Il 2013 è stato il terzo anno consecutivo di calo per le quotazioni delle materie prime. L'anno scorso l'offerta è stata sostenuta – anche grazie alla disponibilità di shale oil americano – ma ha scarseggiato la domanda, soprattutto per effetto della crisi economica globale. E questo ha tenuto bassi i prezzi.
«Il che significa – ha spiegato Francesco Daveri, ordinario di Politica Economica all'Università di Parma – che se, da un lato, abbiamo importato meno petrolio e gas naturale perché le aziende hanno prodotto meno, quello che abbiamo acquistato lo abbiamo comunque anche pagato meno che in passato. Il calo dei listini di greggio, infatti, ci fa acquistare a miglior prezzo ma ridimensiona anche il valore di ciò che raffiniamo in Italia e che poi esportiamo».
Tanto è vero che, a novembre, abbiamo importato -24,3% di petrolio greggio e -19,3% di gas naturale, -16,8% di prodotti minerali e-13,6% di metalli. E, in maniera speculare, è calato anche il valore di quello che abbiamo esportato: -32,2% di prodotti petroliferi raffinati, -17,1% di prodotti in metallo, -4,6% di apparecchi elettronici e ottici.
Alla diminuzione delle importazioni contribuisce soprattutto la riduzione degli acquisti dai paesi extra Ue (-3,9%).
Ma le maggiori contrazioni all'import hanno riguardato gli acquisti da paesi Opec (-43,6%), Belgio (-19,8%) e Svizzera (-19,4 per cento).
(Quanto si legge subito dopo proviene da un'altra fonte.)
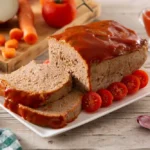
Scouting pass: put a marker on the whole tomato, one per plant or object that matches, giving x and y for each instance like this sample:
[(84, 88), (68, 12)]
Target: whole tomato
[(58, 13)]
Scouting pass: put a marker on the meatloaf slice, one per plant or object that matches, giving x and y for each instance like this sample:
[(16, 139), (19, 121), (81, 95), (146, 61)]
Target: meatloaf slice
[(36, 84), (54, 115), (97, 54)]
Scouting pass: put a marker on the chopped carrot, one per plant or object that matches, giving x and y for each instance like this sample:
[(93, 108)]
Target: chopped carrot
[(8, 52), (2, 40), (12, 43), (26, 22), (16, 33)]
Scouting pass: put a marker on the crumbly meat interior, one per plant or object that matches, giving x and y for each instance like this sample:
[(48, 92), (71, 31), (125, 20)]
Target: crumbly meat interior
[(37, 78)]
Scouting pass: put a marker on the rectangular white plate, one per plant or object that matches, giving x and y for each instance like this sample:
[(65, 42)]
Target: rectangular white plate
[(83, 117)]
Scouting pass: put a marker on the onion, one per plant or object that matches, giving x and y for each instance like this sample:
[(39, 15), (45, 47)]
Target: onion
[(8, 9)]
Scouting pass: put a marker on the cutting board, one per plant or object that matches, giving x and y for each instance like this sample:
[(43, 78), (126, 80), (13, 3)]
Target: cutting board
[(26, 52)]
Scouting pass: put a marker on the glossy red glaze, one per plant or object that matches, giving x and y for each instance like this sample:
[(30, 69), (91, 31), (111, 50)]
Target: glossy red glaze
[(146, 20), (34, 117), (101, 40), (33, 100)]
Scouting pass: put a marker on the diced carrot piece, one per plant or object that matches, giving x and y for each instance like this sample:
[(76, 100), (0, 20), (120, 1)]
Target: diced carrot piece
[(8, 52), (2, 40), (16, 33), (13, 43)]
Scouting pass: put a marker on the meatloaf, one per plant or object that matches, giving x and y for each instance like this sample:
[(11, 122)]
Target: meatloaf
[(54, 115), (36, 84), (97, 54)]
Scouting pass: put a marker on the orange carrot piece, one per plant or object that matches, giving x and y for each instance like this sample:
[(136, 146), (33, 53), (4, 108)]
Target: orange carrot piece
[(16, 33), (13, 43), (2, 40), (26, 22), (8, 52)]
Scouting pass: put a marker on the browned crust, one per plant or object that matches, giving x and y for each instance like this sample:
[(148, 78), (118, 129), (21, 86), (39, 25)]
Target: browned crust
[(33, 100), (51, 121), (36, 118)]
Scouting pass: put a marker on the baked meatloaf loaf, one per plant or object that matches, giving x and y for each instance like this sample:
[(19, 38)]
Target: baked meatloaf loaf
[(36, 84), (54, 115), (97, 54)]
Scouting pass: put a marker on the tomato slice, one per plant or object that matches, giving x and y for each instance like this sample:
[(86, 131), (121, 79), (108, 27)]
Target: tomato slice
[(143, 77), (132, 82), (106, 96), (91, 102), (118, 90)]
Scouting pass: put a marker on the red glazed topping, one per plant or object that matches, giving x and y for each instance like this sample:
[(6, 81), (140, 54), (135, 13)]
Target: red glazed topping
[(101, 40)]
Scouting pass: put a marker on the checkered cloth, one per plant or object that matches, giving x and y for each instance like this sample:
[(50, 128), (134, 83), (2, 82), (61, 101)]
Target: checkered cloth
[(8, 140)]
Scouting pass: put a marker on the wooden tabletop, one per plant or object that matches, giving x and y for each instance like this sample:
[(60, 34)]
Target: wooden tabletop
[(116, 131)]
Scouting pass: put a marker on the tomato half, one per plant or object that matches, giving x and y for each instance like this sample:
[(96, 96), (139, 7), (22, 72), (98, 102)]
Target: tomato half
[(143, 77), (106, 96), (91, 102), (132, 82), (118, 90), (58, 13)]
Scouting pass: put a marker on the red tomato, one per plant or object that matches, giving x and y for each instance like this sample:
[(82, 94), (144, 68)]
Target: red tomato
[(58, 13), (132, 82), (46, 62), (143, 77), (118, 90), (107, 97), (91, 102)]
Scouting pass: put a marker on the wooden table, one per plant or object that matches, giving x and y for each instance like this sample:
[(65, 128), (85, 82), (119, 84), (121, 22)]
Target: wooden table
[(116, 131)]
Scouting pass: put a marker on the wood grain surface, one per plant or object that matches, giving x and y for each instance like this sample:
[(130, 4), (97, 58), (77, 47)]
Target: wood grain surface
[(26, 52), (116, 131)]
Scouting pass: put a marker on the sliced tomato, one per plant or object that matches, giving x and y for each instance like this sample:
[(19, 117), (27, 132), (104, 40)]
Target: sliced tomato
[(118, 90), (106, 96), (91, 102), (143, 77), (132, 82), (46, 62)]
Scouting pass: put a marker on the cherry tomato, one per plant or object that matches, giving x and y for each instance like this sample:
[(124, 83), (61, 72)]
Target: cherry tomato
[(106, 96), (91, 102), (118, 90), (132, 82), (58, 13), (143, 77), (46, 62)]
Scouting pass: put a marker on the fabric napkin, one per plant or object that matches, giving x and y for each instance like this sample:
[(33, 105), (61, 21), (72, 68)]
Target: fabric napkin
[(8, 140)]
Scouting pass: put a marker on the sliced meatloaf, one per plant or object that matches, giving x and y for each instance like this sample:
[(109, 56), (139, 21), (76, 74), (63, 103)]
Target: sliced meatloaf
[(36, 84), (54, 115), (97, 54)]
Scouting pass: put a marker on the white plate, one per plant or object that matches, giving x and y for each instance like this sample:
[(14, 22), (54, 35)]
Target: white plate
[(83, 117)]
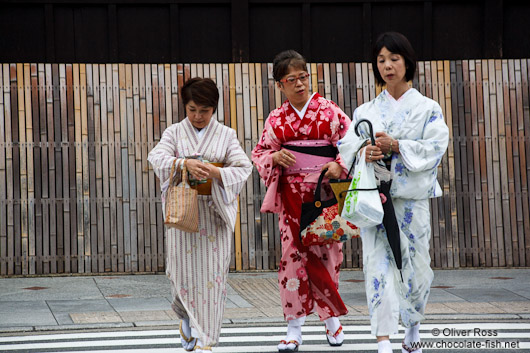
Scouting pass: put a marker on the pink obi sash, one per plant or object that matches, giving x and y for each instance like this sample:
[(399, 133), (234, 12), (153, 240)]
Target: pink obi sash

Inoltre, soprattutto a partire dal secondo semestre dell'anno, la moneta unica si è costantemente apprezzata, raggiungendo in chiusura d'anno un valore medio dell'1,37.
«L'euro forte certamente penalizza, innanzitutto, l'export. Ma se anche altre economie sono in frenata, come l'Europa e in parte la Cina, per un Paese esportatore quale è l'Italia ne risente anche la catena degli acquisti di beni intermedi».
«Questi dati mostrano come il 2013 si chiuda come un anno fortemente negativo – ha aggiunto Franco Bruni, ordinario di Teoria e Politica monetaria internazionale alla Bocconi di Milano –. È evidente il deterioramento della nostra performance e non sembra che la diminuzione delle importazioni sia destinata ad interrompersi presto in prospettiva di un incremento degli ordinativi o di una ricostituzione delle scorte finalizzati a una ripresa della produzione. Inoltre, con i portafogli leggeri si tende a comprare più prodotti nazionali».
Per Bruni, insomma, l'import 2013 certifica la «stagnazione di lungo periodo e la ripresa internazionale troppo fragile e incerta per sostenere fiducia, consumi e, quindi, una ripresa di investimenti e acquisti finalizzati a produrre».